NombreCleopatra (Cleopatra VII Filopátor)
SexoFemenino
ApariciónPersonaje histórico, Egipto helenístico
OcupaciónÚltima reina de la dinastía ptolemaica

Cleopatra VII Filopátor fue la última reina del Egipto helenístico, representante de la dinastía ptolemaica, conocida como figura política y participante en los dramáticos acontecimientos de la época de la caída de la independencia del país. Gobernó durante 22 años, primero en corregencia con sus hermanos Ptolomeo XIII y Ptolomeo XIV, y después en alianza con el general romano Marco Antonio. Cleopatra se convirtió en símbolo del último gobierno independiente de Egipto antes de su transformación en provincia romana.

Origen y primeros años

Cleopatra nació en el año 69 a. C., probablemente en Alejandría, en el duodécimo año del reinado de su padre Ptolomeo XII Auletes. Se sabe con certeza que fue una de las tres hijas del rey; su madre, con toda probabilidad, no pertenecía al número de esposas legítimas, ya que el geógrafo antiguo Estrabón indicaba que la única hija legítima de Auletes era Berenice IV. Fue precisamente Berenice quien, durante el exilio de Ptolomeo XII, entre los años 58 y 55 a. C., se convirtió en reina de Egipto.

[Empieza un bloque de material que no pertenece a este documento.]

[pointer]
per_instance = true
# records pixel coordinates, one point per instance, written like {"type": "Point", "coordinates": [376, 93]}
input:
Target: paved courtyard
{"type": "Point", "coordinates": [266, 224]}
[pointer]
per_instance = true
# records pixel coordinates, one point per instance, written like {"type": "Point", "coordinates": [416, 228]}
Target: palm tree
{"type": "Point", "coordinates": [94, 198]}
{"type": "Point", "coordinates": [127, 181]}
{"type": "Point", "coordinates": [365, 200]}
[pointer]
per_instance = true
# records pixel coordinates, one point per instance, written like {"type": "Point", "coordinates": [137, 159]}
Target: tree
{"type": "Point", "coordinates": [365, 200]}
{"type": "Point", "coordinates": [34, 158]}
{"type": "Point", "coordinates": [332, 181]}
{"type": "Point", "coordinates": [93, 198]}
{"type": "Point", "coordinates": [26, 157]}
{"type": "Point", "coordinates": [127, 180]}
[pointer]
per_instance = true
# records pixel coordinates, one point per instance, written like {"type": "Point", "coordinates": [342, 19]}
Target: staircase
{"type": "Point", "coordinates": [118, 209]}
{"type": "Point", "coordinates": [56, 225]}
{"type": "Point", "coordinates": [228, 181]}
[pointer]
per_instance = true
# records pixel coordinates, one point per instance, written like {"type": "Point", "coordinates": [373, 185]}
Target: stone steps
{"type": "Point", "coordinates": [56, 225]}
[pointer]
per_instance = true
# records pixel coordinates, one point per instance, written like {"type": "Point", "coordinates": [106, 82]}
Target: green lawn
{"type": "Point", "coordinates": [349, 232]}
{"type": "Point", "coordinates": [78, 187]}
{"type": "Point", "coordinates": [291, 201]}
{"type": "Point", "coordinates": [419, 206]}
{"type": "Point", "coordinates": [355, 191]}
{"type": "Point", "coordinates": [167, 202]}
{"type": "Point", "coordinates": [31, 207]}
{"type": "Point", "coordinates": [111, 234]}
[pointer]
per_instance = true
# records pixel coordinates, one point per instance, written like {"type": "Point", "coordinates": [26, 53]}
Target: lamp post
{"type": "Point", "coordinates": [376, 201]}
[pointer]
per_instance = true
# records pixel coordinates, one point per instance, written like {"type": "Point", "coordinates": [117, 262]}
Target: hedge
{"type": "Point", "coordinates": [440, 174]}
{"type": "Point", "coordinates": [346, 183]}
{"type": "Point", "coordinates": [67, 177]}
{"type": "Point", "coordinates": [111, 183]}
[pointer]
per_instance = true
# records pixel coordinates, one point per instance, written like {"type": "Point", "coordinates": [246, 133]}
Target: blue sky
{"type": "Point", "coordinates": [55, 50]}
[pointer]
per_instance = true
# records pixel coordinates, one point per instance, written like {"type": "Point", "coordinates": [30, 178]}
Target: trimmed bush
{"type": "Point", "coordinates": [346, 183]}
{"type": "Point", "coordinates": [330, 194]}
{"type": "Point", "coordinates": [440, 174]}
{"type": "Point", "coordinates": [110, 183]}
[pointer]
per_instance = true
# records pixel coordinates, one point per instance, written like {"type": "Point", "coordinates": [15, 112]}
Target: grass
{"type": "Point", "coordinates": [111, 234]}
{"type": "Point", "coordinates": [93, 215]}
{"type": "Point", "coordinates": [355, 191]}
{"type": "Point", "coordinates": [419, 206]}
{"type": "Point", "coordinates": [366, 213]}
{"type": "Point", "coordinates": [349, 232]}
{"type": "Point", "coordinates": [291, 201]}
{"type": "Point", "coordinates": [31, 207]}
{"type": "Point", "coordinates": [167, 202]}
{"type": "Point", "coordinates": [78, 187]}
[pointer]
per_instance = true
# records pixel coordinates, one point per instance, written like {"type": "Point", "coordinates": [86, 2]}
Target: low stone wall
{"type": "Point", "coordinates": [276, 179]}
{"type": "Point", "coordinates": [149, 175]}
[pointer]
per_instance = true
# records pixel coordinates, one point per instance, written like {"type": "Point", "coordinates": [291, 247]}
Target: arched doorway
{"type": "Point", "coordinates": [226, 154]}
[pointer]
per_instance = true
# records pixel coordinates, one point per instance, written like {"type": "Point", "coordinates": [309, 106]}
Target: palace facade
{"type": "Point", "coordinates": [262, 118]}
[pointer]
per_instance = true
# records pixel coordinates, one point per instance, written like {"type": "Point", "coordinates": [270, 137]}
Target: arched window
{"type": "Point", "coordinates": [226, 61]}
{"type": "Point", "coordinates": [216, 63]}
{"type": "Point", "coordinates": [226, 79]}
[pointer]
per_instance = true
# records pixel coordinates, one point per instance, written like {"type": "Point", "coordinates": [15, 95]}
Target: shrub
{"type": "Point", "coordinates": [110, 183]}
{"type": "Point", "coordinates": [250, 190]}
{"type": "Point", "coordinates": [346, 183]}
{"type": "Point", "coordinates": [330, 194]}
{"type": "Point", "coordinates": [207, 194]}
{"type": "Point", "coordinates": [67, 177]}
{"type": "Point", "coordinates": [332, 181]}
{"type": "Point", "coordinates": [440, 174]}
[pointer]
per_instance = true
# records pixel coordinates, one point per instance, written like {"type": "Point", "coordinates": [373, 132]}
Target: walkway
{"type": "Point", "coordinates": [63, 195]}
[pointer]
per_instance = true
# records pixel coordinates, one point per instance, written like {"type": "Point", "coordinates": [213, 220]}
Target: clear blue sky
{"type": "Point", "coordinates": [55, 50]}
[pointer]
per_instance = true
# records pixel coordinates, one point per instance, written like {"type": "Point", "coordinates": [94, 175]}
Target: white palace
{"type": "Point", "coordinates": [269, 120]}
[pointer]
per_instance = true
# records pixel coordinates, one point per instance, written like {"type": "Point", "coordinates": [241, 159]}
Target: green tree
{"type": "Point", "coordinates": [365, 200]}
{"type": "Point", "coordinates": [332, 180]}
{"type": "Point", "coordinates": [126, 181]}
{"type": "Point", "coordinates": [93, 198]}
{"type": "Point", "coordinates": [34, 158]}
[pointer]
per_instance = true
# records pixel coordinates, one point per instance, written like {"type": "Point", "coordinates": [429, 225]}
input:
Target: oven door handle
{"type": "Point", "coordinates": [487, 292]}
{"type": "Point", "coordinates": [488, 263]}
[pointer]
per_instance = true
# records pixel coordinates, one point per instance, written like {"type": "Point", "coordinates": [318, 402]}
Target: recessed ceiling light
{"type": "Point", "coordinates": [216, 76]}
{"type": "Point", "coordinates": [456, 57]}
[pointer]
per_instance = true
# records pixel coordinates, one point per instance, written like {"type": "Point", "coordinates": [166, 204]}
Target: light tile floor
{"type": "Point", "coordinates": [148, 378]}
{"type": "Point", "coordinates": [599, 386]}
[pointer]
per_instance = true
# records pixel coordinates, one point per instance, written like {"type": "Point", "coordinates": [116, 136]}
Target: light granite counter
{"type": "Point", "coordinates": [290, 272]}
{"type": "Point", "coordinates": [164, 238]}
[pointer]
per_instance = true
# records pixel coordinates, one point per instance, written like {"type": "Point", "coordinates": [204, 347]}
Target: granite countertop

Las fuentes no conservaron datos sobre la infancia y juventud de Cleopatra. Sin embargo, los acontecimientos de la crisis de los años 58-55 a. C. ejercieron sobre ella una influencia notable. En esos años su padre fue derrocado y expulsado, y al regresar, con el apoyo del gobernador romano de Siria, Aulo Gabinio, llevó a cabo represalias y ejecuciones masivas, incluida la de su propia hija Berenice. Estas circunstancias convirtieron a Ptolomeo XII en un gobernante dependiente, apoyado exclusivamente en la fuerza romana. Para Cleopatra, esta experiencia fue una lección: el poder debía conservarse por cualquier medio y había que eliminar a los rivales, algo que más tarde se manifestó en su lucha contra su hermano Ptolomeo XIII y su hermana Arsínoe IV.

La reina afianzó su posición mediante una alianza con Roma. Su relación con Julio César le aseguró apoyo militar y le permitió recuperar el trono durante la lucha contra su hermano Ptolomeo XIII. De César probablemente tuvo un hijo, Ptolomeo XV Filopátor Filométor César, más conocido como Cesarión. Más tarde Cleopatra se convirtió en aliada y esposa de hecho de Marco Antonio, de quien tuvo tres hijos: dos varones y una hija.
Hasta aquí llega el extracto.